At the end of the accounting period, the company had net assets of £49.4m and cash balances of £6.7m. Despite the loss, directors say the business remains financially stable, with sufficient funding in place.
Writing in the accounts, director Niall Hooper said: ‘During the year, the company committed to exit certain loss-making lines of business and franchise relationships.
‘As a result of revised future cash flow expectations, uncertainty over the recoverability of associated assets and unavoidable lease commitments through to lease expiry, the carrying values of related owned and leased site assets were no longer fully recoverable and were written down accordingly.

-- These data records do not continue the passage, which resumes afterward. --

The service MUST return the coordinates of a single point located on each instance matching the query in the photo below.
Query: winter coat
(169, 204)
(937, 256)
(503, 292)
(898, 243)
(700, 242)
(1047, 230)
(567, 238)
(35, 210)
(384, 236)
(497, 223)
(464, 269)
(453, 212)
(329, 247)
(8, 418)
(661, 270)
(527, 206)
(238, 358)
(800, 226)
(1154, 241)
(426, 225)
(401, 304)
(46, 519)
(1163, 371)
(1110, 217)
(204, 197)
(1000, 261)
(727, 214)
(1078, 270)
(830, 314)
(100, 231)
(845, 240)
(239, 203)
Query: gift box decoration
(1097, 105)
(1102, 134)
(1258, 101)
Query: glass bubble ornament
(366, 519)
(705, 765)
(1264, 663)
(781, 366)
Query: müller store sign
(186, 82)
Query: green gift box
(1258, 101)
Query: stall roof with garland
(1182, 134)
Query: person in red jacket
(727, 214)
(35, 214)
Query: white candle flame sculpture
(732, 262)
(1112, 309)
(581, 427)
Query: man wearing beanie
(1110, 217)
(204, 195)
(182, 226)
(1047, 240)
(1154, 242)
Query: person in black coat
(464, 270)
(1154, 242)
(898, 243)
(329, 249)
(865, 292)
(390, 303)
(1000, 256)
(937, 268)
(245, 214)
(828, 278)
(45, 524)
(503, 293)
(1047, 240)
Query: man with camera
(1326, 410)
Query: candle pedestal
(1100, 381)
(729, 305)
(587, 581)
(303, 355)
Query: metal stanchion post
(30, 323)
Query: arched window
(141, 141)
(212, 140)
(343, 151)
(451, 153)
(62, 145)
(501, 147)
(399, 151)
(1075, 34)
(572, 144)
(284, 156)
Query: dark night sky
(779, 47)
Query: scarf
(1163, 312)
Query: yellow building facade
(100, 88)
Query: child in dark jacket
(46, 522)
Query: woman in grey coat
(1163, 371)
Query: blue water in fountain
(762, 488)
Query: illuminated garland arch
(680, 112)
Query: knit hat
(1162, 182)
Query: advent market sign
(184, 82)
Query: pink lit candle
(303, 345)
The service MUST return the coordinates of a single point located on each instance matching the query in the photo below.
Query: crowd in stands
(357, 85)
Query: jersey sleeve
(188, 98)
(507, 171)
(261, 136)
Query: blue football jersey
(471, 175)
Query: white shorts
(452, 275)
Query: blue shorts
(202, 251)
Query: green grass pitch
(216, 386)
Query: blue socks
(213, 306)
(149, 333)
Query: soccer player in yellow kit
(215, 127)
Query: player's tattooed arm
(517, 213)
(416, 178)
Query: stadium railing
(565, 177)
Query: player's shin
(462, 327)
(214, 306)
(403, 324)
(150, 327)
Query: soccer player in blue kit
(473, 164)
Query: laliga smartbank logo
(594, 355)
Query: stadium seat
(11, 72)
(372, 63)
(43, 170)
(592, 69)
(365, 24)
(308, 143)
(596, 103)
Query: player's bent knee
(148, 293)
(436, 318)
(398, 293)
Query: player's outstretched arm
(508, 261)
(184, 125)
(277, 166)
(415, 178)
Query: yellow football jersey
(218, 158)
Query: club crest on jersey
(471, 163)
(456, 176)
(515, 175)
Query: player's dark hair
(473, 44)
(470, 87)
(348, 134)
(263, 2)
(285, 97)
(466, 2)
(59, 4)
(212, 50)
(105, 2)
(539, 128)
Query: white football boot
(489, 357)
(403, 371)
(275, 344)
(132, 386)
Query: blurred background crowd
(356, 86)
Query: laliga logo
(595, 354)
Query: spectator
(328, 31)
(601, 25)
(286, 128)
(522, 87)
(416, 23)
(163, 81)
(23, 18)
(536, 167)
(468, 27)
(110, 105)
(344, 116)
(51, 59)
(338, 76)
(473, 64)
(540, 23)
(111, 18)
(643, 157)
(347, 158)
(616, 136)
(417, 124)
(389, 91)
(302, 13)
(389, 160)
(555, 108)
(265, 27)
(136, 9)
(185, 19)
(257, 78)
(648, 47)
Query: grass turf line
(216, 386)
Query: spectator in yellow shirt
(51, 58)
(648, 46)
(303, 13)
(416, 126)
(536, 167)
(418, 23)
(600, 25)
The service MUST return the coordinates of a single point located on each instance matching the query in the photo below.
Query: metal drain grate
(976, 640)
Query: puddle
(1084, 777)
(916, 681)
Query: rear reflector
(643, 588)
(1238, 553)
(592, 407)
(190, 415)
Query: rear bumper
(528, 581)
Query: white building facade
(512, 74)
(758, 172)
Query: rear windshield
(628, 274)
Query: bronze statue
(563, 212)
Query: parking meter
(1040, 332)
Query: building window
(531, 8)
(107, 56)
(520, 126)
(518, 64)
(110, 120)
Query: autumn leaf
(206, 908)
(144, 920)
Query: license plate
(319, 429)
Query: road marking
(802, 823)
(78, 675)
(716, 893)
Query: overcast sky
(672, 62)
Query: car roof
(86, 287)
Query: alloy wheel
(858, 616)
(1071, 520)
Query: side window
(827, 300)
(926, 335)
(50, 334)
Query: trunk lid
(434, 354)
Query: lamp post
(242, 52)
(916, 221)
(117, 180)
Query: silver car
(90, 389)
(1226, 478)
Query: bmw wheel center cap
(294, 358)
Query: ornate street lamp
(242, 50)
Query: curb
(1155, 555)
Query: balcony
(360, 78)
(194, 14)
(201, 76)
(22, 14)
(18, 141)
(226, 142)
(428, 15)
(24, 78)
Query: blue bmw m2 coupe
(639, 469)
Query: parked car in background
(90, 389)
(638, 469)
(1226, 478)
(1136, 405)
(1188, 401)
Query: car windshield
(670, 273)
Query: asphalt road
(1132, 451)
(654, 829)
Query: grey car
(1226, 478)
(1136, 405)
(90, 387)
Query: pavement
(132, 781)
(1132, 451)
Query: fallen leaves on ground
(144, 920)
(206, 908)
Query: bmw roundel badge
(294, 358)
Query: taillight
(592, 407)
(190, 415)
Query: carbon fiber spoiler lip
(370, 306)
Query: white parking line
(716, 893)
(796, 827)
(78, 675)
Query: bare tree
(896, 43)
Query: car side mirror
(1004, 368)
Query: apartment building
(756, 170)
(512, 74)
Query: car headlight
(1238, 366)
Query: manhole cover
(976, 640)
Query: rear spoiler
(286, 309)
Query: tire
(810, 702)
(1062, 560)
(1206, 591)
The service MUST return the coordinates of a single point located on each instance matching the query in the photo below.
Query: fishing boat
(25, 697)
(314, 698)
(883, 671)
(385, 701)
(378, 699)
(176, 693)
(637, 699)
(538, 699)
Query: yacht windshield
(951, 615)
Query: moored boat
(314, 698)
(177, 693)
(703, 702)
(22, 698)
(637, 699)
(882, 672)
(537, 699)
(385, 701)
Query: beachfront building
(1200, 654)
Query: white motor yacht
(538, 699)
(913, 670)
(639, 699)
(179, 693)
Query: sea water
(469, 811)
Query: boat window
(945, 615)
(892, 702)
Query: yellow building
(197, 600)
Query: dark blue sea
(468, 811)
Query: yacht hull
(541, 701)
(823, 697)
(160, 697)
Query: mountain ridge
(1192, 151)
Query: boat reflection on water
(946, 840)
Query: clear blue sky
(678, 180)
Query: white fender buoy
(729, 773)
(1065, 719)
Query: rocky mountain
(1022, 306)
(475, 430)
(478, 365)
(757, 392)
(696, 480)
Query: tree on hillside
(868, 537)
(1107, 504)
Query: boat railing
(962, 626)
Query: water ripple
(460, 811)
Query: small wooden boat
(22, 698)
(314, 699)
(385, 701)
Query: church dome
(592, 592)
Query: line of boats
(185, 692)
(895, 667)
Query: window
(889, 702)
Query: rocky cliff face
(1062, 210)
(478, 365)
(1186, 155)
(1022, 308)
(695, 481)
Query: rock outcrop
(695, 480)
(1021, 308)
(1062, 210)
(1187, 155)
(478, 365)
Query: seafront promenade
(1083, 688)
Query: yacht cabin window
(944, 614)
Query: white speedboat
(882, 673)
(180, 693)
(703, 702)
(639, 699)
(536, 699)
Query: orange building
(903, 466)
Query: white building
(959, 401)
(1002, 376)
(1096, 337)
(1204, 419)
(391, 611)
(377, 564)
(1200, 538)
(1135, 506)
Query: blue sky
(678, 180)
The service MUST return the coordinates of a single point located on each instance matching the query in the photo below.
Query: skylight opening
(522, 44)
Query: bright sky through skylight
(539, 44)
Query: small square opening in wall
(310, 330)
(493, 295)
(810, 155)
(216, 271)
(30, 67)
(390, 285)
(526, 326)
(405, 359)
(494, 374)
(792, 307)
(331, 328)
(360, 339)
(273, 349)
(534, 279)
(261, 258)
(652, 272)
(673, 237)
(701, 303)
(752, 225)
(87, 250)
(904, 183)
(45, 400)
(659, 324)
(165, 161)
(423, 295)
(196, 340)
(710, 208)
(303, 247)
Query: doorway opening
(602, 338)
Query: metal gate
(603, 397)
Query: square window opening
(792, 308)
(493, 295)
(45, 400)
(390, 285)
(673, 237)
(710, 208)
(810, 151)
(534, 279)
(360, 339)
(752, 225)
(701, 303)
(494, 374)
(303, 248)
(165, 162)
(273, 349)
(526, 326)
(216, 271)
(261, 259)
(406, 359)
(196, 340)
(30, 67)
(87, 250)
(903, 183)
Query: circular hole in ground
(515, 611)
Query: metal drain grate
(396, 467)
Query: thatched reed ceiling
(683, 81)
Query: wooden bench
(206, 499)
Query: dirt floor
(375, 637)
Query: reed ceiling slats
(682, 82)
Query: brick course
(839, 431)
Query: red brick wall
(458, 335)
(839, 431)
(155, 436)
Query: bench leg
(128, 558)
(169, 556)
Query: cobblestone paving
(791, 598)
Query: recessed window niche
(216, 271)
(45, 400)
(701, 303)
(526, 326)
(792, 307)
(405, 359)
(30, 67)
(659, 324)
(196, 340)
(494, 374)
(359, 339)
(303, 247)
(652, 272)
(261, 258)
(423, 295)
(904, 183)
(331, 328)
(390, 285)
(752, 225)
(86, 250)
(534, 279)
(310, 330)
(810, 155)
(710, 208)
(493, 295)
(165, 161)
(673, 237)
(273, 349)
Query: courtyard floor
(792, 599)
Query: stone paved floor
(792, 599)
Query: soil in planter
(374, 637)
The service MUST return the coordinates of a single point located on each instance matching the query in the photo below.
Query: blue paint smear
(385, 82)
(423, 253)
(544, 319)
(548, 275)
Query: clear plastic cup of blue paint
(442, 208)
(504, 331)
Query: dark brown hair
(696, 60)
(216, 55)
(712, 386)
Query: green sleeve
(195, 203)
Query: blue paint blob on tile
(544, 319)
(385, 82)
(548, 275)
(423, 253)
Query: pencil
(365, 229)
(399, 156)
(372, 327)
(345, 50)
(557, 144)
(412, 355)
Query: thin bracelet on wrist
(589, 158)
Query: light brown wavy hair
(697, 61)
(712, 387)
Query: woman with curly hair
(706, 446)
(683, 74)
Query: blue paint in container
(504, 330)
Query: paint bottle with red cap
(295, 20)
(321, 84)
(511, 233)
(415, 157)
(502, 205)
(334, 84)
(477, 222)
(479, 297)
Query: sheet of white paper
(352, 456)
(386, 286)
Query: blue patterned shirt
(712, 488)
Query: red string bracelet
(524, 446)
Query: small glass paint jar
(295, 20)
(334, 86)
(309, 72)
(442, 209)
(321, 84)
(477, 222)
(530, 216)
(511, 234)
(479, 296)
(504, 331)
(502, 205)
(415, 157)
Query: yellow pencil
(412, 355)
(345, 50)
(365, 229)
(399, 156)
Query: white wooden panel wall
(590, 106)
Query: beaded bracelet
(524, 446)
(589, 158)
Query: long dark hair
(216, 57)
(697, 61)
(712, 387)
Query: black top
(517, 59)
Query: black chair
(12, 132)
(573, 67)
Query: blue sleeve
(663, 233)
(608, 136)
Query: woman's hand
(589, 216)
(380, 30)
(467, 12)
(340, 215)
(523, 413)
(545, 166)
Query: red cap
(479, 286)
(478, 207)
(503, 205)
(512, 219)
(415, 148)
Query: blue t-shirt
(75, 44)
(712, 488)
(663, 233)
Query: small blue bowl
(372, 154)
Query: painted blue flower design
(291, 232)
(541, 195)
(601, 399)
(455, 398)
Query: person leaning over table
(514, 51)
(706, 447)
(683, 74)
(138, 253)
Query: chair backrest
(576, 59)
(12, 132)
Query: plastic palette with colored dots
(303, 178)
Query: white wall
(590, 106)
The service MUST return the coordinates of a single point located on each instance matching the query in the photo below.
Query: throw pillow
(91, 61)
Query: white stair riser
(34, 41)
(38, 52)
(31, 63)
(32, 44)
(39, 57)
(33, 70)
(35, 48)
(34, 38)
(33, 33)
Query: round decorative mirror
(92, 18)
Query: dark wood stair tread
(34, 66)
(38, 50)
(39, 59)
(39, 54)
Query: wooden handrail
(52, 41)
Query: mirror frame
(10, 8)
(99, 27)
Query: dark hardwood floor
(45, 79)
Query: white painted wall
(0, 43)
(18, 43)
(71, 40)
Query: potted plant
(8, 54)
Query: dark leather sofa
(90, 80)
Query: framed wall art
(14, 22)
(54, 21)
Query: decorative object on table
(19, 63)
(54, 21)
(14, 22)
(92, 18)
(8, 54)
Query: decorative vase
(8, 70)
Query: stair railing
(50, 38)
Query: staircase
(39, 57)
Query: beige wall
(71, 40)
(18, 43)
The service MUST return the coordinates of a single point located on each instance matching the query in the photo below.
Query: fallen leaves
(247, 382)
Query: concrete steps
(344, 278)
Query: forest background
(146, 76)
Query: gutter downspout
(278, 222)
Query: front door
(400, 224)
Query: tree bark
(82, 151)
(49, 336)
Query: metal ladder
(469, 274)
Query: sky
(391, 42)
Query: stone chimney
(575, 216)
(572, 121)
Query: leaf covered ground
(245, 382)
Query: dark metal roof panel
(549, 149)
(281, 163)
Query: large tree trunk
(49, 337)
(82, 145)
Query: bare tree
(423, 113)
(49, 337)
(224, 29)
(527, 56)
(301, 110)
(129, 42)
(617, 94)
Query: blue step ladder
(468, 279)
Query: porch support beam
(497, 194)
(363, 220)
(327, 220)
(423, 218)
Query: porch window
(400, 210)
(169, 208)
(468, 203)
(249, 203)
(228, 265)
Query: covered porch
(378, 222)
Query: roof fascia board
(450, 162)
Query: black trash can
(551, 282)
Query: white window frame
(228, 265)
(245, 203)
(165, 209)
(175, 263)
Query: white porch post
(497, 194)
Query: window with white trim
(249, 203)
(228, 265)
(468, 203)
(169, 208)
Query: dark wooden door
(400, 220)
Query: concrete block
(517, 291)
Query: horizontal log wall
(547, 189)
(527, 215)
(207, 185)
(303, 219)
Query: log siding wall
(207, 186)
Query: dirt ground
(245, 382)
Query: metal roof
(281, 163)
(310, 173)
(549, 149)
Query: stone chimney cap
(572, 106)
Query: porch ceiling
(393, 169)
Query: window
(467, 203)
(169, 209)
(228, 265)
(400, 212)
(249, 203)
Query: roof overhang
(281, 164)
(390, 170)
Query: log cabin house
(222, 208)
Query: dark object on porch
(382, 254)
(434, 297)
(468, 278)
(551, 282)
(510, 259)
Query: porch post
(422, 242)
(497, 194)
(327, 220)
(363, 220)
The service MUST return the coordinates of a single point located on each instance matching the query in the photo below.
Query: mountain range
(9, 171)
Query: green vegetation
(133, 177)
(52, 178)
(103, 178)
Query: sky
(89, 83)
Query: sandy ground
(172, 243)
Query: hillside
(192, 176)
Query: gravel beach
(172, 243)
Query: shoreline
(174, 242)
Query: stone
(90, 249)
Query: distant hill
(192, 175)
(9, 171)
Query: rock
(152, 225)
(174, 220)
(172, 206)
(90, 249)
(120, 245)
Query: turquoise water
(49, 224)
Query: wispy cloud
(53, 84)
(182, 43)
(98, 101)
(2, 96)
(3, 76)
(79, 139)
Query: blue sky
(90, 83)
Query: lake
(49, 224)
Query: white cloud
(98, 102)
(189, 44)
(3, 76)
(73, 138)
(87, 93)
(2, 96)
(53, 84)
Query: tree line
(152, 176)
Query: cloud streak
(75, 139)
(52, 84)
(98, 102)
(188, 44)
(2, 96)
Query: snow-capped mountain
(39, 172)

‘The redundancy and restructuring costs reflect management actions taken to align the cost base and operating footprint of the business to current market conditions.
The directors’ focus during the current financial year ending 30 June 2026 is on completing the restructuring of the business to restore profitability and improve cash generation.
‘Actions taken and underway include the exit from certain loss-making lines of business and franchise relationships, site consolidation where appropriate, headcount reduction, supplier contract review and broader cost reduction measures across the business.
‘In addition, the company has expanded its brand portfolio with new franchised brands introduced during and after the year end, which are performing profitably and are contributing positively to cash generation.’
Elsewhere, the accounts show that the firm spent £51.99m on staff costs in 2025, compared to £52.8 in 2024. This was helped by a 2.18% drop in the amount spent on wages and salaries, which came in at £46.63m.
Throughout the year, the car dealer averaged 1,148 employees, compared to 1,222 in 2024.
Bosses are now hoping that the changes will bear fruit over the coming years and are backing the firm to return to profitability in 2026.
‘The directors have started to see the initial benefit of these actions in post year-end trading and cash generation and are expecting a return to profitability for the year ended 30 June 2026 and continuing in 2027,’ Hooper added.
‘In response to evolving market conditions and our ongoing focus on operational efficiency, the group continues to undertake strategic consolidation and closures on parts of its current dealership structure.
‘This initiative aims to optimise cost structures and ensure long-term sustainability while continuing to deliver high levels of service to our customers.’